Ethan sendiri kaget melihat hal itu. Ia mendekat namun lebih kaget tatkala melihat darah yang mengalir di sela kaki Julia. Tatapan matanya berubah kebingungan, tanpa bertanya apa pun Ethan segera menggendong wanita itu lalu membawanya pergi meninggalkan rumah.
***
Ethan memegang kepalanya yang terasa sangat sakit sekali. Semua kejadian bergerak sangat cepat tanpa bisa dicegah. Ethan tidak bermaksud sekasar itu pada Julia. Ia hanya tak suka dengan sikap Julia yang menekan dirinya. Hal itu membuatnya sangat marah hingga tak sengaja malah mendorongnya.
Sesampainya di rumah sakit Julia langsung ditangani dan Ethan diminta menunggu di luar. Kondisi sekelilingnya sangat sepi karena hari memang cukup larut.
"Tuan, apakah saya perlu mengabari keluarga Robert mengenai masalah, Nona?" tanya Antoni yang senantiasa menemani Ethan.

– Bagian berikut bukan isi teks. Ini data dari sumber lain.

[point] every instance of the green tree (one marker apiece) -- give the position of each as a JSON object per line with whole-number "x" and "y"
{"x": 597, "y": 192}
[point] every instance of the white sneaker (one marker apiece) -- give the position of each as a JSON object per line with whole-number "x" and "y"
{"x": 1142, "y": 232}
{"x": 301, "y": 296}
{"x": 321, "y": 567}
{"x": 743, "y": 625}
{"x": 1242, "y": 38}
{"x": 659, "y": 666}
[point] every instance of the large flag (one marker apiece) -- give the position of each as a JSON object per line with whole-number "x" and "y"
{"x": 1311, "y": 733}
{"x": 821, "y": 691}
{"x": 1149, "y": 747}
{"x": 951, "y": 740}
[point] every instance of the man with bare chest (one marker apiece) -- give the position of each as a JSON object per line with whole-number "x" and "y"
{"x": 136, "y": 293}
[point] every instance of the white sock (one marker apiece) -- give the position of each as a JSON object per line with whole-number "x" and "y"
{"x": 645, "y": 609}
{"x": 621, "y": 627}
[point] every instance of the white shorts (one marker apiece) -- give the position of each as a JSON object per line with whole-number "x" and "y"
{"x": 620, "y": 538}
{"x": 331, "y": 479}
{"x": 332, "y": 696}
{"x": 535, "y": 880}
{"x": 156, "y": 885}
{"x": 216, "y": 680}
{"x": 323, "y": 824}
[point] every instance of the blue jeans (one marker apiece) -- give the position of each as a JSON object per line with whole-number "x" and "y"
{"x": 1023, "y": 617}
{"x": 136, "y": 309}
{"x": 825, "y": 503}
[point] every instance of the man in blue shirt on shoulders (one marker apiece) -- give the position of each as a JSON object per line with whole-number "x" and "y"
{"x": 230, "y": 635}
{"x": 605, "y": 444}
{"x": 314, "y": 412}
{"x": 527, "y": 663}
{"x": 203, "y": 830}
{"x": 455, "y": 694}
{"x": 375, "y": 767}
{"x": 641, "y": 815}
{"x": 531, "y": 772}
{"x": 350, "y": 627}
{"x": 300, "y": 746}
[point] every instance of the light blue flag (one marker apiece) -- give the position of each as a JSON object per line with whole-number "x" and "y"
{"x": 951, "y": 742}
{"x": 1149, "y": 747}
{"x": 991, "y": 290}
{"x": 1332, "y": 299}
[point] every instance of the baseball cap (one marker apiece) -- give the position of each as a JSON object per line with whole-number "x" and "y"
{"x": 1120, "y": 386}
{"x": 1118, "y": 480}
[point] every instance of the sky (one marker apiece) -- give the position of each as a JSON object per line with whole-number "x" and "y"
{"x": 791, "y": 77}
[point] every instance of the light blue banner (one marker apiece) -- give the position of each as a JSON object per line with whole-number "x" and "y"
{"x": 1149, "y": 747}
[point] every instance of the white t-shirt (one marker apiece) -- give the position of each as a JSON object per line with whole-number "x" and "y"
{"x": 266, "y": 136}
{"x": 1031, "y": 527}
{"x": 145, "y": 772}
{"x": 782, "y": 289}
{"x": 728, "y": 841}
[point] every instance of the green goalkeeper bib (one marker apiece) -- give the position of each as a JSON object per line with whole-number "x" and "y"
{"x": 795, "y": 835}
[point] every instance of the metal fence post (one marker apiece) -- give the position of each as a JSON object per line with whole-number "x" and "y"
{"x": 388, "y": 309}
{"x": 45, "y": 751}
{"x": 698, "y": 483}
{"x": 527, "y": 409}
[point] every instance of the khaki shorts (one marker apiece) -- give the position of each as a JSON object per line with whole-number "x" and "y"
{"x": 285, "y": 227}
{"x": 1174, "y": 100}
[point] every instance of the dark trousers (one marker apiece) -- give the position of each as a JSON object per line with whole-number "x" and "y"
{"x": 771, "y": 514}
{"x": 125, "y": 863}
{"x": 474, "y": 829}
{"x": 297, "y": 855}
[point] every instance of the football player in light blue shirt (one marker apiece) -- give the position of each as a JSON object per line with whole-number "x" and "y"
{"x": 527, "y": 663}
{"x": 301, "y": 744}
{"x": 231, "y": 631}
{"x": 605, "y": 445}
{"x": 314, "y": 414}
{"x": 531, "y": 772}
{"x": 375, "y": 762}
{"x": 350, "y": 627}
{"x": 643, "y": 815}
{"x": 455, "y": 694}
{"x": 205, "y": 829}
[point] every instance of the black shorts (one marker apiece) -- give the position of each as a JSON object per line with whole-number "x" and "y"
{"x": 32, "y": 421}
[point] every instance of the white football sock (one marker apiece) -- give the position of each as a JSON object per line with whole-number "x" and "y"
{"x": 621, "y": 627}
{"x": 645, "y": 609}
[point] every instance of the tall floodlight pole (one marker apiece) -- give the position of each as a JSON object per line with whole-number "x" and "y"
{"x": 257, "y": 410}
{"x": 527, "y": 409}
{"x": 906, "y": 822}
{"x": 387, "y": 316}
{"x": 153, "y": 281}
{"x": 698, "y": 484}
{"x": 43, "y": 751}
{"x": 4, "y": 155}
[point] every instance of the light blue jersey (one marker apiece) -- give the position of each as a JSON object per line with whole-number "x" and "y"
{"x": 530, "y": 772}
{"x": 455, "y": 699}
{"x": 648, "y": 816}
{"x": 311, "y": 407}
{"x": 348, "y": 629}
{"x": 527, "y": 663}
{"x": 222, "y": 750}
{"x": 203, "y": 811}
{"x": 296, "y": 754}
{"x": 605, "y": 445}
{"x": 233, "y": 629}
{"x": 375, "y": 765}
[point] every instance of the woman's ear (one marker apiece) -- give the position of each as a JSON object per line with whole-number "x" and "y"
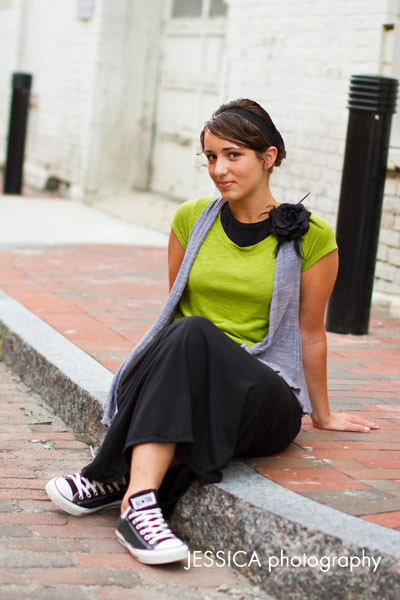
{"x": 270, "y": 157}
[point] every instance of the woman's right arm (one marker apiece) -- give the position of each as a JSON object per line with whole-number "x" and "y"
{"x": 176, "y": 253}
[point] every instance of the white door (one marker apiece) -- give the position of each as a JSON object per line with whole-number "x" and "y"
{"x": 190, "y": 89}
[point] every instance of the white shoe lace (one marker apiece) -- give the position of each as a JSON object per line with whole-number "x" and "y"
{"x": 89, "y": 487}
{"x": 151, "y": 525}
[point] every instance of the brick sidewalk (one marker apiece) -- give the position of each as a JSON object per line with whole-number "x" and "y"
{"x": 47, "y": 554}
{"x": 103, "y": 298}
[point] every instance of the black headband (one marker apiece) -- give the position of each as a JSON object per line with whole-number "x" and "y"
{"x": 270, "y": 131}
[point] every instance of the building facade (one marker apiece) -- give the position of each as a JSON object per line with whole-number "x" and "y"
{"x": 121, "y": 90}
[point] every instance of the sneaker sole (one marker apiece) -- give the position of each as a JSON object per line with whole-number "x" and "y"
{"x": 68, "y": 506}
{"x": 154, "y": 557}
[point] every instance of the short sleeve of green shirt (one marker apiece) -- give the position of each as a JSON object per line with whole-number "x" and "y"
{"x": 318, "y": 241}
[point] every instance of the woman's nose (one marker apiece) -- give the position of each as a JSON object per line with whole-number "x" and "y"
{"x": 220, "y": 166}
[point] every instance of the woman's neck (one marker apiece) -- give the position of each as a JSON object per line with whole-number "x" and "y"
{"x": 251, "y": 211}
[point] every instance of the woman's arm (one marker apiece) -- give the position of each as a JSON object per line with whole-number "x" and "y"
{"x": 175, "y": 257}
{"x": 316, "y": 287}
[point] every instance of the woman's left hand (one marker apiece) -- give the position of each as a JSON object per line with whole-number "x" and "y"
{"x": 344, "y": 422}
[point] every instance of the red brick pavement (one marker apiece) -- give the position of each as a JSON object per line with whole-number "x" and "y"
{"x": 103, "y": 298}
{"x": 47, "y": 554}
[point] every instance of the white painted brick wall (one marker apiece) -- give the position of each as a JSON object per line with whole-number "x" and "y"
{"x": 296, "y": 58}
{"x": 9, "y": 36}
{"x": 92, "y": 125}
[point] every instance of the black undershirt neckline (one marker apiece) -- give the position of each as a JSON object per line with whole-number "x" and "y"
{"x": 243, "y": 234}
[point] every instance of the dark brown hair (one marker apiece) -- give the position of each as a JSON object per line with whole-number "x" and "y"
{"x": 237, "y": 129}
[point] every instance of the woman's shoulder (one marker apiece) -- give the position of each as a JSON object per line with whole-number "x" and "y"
{"x": 186, "y": 216}
{"x": 318, "y": 223}
{"x": 318, "y": 241}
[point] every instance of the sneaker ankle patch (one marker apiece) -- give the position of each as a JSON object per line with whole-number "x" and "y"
{"x": 143, "y": 501}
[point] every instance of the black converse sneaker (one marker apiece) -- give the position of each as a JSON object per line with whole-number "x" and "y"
{"x": 144, "y": 532}
{"x": 78, "y": 495}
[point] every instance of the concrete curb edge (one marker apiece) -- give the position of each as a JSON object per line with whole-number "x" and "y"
{"x": 245, "y": 512}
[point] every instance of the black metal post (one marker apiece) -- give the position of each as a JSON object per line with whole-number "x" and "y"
{"x": 21, "y": 85}
{"x": 372, "y": 102}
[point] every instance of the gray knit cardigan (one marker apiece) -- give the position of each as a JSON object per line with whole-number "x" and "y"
{"x": 280, "y": 349}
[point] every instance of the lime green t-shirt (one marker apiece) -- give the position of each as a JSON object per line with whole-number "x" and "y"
{"x": 232, "y": 285}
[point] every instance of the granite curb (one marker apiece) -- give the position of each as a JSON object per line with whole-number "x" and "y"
{"x": 245, "y": 514}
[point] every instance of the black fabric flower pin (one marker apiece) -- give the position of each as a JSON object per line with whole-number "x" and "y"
{"x": 289, "y": 222}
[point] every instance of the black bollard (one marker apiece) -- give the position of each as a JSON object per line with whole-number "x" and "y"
{"x": 21, "y": 85}
{"x": 372, "y": 102}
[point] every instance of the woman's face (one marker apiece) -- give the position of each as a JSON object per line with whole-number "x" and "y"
{"x": 237, "y": 172}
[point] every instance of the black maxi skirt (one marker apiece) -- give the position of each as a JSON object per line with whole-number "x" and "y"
{"x": 198, "y": 388}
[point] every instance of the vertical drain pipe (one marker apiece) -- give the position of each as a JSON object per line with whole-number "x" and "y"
{"x": 372, "y": 102}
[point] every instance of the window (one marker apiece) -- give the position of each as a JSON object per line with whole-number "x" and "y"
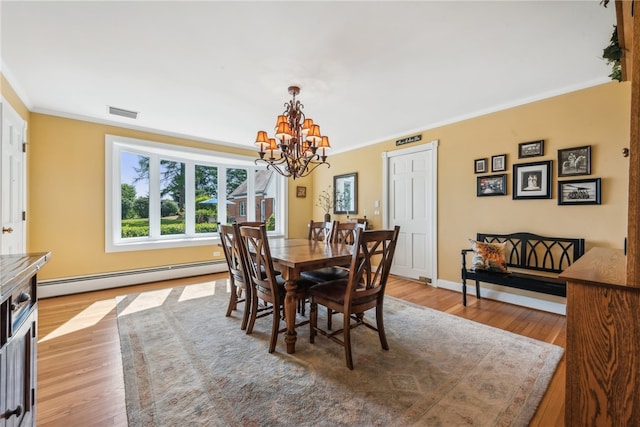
{"x": 160, "y": 195}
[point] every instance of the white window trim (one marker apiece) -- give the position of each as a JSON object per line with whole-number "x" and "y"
{"x": 115, "y": 144}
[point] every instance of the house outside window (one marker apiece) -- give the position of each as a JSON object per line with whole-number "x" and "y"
{"x": 160, "y": 195}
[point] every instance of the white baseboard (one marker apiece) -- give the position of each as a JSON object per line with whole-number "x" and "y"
{"x": 95, "y": 282}
{"x": 550, "y": 303}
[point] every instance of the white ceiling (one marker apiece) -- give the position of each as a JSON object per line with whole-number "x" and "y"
{"x": 369, "y": 71}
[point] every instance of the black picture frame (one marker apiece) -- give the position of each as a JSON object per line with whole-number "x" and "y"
{"x": 345, "y": 193}
{"x": 579, "y": 192}
{"x": 480, "y": 166}
{"x": 532, "y": 180}
{"x": 491, "y": 185}
{"x": 574, "y": 161}
{"x": 499, "y": 163}
{"x": 531, "y": 149}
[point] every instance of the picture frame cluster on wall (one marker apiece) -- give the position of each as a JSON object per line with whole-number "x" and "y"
{"x": 533, "y": 180}
{"x": 576, "y": 161}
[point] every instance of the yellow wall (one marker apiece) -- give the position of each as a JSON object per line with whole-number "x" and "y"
{"x": 598, "y": 116}
{"x": 67, "y": 199}
{"x": 66, "y": 182}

"Tidak perlu kau beritahu mereka akan tahu sendiri," sergah Ethan tak bisa menahan emosi jika menyebut nama keluarga itu.
Ethan kembali meluruskan punggungnya pada tembok sembari menunggu Julia di tangani. Hingga beberapa saat kemudian terdengar suara derap langkah kaki mendekat yang cukup menganggu. Ethan sedikit melirik dengan matanya yang tajam, melihat siapa sosok orang yang datang ke sana.
Namun, Ethan justru dibuat terkejut tatkala melihat sosok wanita dengan pakaian suster yang melangkah ke arahnya. Wanita itu melangkah dengan perlahan, rambutnya yang panjang disanggul rapi dengan nurse cap di kepalanya.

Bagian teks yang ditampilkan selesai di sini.